A dog that has been living in the basement of a Shoreline house for most of four years — the past two months with its owner out of town — will be at the King County animal shelter in Kent indefinitely. It's also possible that Lucky might go back to his owner, says a King County animal-control spokeswoman.

Seattle Times staff reporter

Lucky is free from the basement where he's spent almost half his life, but the dog might remain at the King County animal shelter indefinitely as the owner is being investigated for animal cruelty, said shelter operations manager Glynis Frederiksen.

If no charges are filed or if the owner is found not guilty, the dog will be returned, Frederiksen said Wednesday afternoon. The owner wants him back, she said.

Nine-year-old Lucky had been locked in a basement for most of four years, neighbors say. The past two months the owner has been gone and her ex-husband sporadically fed and watered the dog. He agreed Wednesday morning to let King County Regional Animal Services officers take Lucky until the legal issues are resolved.

The man told the animal-control officer that Lucky had the run of the house and wasn't locked in the basement as neighbors said when they complained about Lucky's constant barking and saw him through the basement's glass doors.

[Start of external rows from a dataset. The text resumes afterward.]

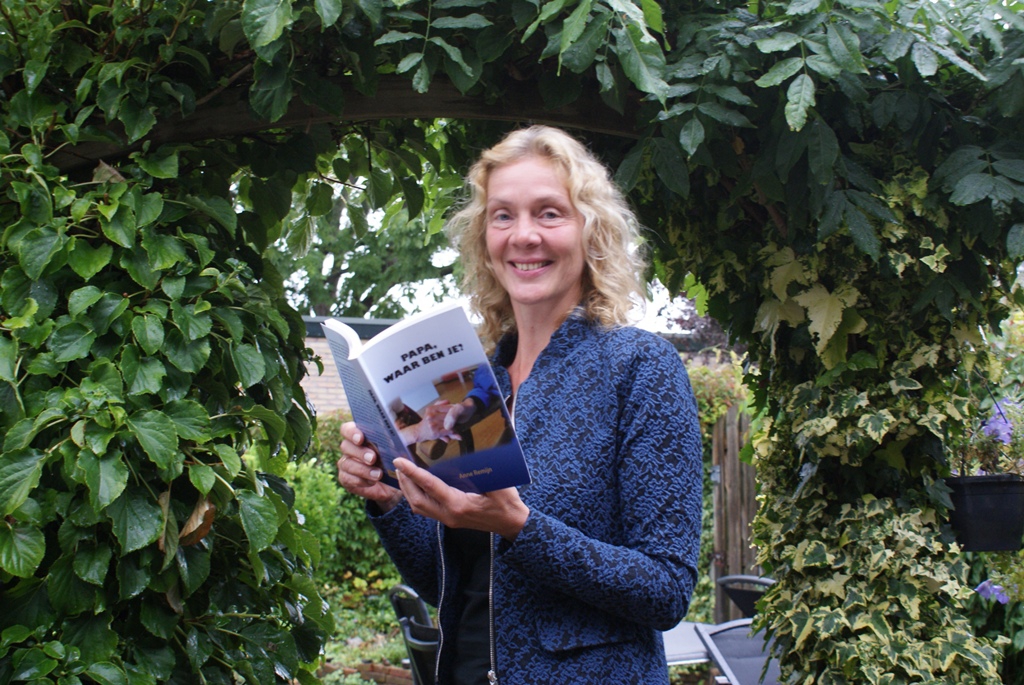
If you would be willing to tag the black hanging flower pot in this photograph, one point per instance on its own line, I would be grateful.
(988, 511)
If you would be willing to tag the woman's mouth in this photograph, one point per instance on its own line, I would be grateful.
(528, 266)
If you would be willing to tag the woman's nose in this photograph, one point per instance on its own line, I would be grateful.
(524, 231)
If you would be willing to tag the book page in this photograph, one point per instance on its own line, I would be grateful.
(433, 380)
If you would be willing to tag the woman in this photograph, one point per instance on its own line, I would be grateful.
(570, 579)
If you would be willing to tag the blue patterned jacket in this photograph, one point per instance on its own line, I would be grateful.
(608, 554)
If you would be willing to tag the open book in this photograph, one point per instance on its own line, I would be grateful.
(423, 389)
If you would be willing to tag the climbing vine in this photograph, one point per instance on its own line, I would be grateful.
(841, 182)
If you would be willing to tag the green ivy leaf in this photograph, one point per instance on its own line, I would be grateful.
(8, 358)
(845, 47)
(329, 11)
(473, 20)
(105, 477)
(164, 251)
(218, 209)
(190, 420)
(137, 521)
(142, 375)
(798, 7)
(92, 561)
(877, 424)
(670, 165)
(187, 356)
(779, 42)
(120, 226)
(37, 249)
(925, 59)
(138, 120)
(148, 332)
(824, 310)
(574, 25)
(105, 673)
(155, 432)
(68, 592)
(229, 458)
(259, 519)
(194, 567)
(265, 20)
(203, 477)
(19, 472)
(193, 324)
(22, 548)
(800, 97)
(34, 74)
(32, 666)
(862, 232)
(642, 60)
(722, 114)
(780, 72)
(972, 188)
(691, 135)
(248, 364)
(822, 152)
(1015, 241)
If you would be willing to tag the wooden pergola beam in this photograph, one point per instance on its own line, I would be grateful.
(394, 98)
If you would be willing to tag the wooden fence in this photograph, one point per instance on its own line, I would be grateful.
(734, 505)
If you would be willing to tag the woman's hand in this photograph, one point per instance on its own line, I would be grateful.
(500, 511)
(359, 470)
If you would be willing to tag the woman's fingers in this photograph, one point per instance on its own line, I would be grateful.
(359, 469)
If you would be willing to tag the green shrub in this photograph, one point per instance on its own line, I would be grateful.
(351, 556)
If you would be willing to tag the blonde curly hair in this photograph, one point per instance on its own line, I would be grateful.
(613, 263)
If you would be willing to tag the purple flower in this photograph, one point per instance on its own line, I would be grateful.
(998, 426)
(989, 590)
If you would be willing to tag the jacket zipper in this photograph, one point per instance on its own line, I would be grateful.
(493, 674)
(493, 538)
(440, 632)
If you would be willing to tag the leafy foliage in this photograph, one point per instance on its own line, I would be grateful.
(351, 555)
(842, 181)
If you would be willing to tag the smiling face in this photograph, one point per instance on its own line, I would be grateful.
(535, 238)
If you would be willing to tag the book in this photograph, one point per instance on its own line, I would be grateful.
(424, 389)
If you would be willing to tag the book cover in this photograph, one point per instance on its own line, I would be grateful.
(424, 389)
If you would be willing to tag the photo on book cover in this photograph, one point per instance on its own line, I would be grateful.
(457, 415)
(463, 415)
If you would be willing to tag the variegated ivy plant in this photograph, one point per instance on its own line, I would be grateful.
(843, 182)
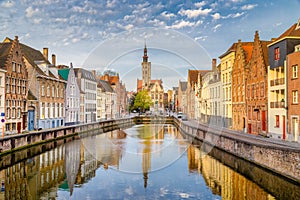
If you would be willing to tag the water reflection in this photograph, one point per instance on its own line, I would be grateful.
(222, 180)
(93, 168)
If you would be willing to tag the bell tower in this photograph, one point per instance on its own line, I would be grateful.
(146, 70)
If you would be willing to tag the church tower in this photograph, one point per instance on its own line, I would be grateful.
(146, 70)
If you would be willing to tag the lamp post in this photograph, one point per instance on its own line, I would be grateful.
(283, 105)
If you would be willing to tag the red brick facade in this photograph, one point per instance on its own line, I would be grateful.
(239, 73)
(256, 88)
(293, 106)
(16, 83)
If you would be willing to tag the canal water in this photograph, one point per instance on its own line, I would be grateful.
(142, 162)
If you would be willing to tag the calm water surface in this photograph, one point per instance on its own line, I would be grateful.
(143, 162)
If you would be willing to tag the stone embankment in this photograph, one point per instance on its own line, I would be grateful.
(16, 142)
(278, 156)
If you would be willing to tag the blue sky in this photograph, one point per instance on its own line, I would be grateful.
(75, 29)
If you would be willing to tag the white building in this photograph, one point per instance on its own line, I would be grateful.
(2, 97)
(88, 85)
(72, 96)
(106, 98)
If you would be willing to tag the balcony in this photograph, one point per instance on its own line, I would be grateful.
(276, 104)
(279, 81)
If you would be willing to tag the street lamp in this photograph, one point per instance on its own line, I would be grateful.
(282, 102)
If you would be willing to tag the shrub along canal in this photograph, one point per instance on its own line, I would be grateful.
(142, 162)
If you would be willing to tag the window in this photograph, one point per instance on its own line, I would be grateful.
(295, 71)
(14, 67)
(276, 53)
(295, 97)
(43, 90)
(48, 91)
(277, 121)
(262, 89)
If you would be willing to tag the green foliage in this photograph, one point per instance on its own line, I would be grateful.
(142, 101)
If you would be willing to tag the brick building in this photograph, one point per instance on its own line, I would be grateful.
(293, 87)
(16, 86)
(46, 96)
(257, 88)
(226, 62)
(277, 81)
(120, 90)
(182, 98)
(239, 74)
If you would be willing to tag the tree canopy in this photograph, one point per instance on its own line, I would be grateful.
(142, 101)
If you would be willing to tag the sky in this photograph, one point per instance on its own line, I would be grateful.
(111, 34)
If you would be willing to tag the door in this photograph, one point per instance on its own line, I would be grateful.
(19, 127)
(295, 128)
(263, 121)
(283, 128)
(30, 120)
(249, 128)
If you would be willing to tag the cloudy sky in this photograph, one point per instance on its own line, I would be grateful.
(98, 34)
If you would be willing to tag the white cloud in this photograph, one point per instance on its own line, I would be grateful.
(237, 1)
(74, 40)
(249, 6)
(182, 24)
(213, 5)
(157, 23)
(30, 11)
(128, 27)
(167, 15)
(237, 15)
(8, 4)
(202, 38)
(216, 27)
(111, 4)
(61, 20)
(37, 21)
(128, 17)
(200, 4)
(194, 13)
(216, 16)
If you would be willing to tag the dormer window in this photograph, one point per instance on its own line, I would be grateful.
(276, 53)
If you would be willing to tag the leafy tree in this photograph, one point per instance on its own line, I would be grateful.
(142, 101)
(131, 102)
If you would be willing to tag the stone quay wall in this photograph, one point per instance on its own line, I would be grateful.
(280, 157)
(15, 142)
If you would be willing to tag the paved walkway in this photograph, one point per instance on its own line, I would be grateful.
(258, 139)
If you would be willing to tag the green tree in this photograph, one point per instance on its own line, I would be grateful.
(142, 101)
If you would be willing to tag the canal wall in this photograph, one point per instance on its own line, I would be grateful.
(16, 142)
(278, 156)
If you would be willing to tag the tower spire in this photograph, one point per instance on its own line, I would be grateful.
(145, 57)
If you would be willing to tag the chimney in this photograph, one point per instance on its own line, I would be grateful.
(45, 52)
(214, 64)
(94, 72)
(54, 59)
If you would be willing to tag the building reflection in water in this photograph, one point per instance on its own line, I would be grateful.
(35, 178)
(222, 180)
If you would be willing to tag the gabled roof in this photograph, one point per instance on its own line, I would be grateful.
(247, 47)
(183, 85)
(106, 87)
(292, 32)
(193, 75)
(232, 48)
(86, 74)
(30, 96)
(64, 73)
(4, 52)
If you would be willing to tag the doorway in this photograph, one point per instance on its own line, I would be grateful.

"I've put up with that little dog for eight years," said Hildur Hanna, who lives next door. The dog's owners moved into the house on 23rd Avenue Northeast nine years ago and got the dog a year later. For the first few years, Lucky was confined to the backyard, where he barked incessantly, neighbors said.

"He's a beautiful dog. I hope whoever gets him gives that dog a lot of love," Hanna said.

Brooke Bascom, spokeswoman for animal control, said there were a variety of allegations used to get the search warrant for the home on 23rd Avenue Northeast in Shoreline, but she didn't elaborate. She said the investigating officer would be talking to the neighbors and collecting photos shot from the neighbor's property to determine whether or not to file charges against the owner.

The owner could not be reached for comment.

Wednesday afternoon, Lucky, an American Eskimo mix, sat trembling in a corner of a kennel at the Kent shelter.

Kelly Page of the Dogs Deserve Better advocacy group is angry that Lucky is again confined, with no immediate hope of release to a foster home or to Pasado's Safe Haven, which specializes in rehabilitating traumatized animals and agreed to take him.

Because there's a pending criminal case against the owners, Lucky must remain at the Kent shelter, Frederiksen said. He has been seen by a veterinarian, she said, though she wouldn't comment on his condition.

"As horrific as this is, it's not uncommon," Frederiksen said. A tiny dachshund remains indefinitely in a nearby kennel after being abandoned in a house that had been foreclosed. And in a row of nearby kennels are a variety of other dogs whose owners are facing cruelty charges.

There are 36 active animal-cruelty or -neglect cases ongoing in King County.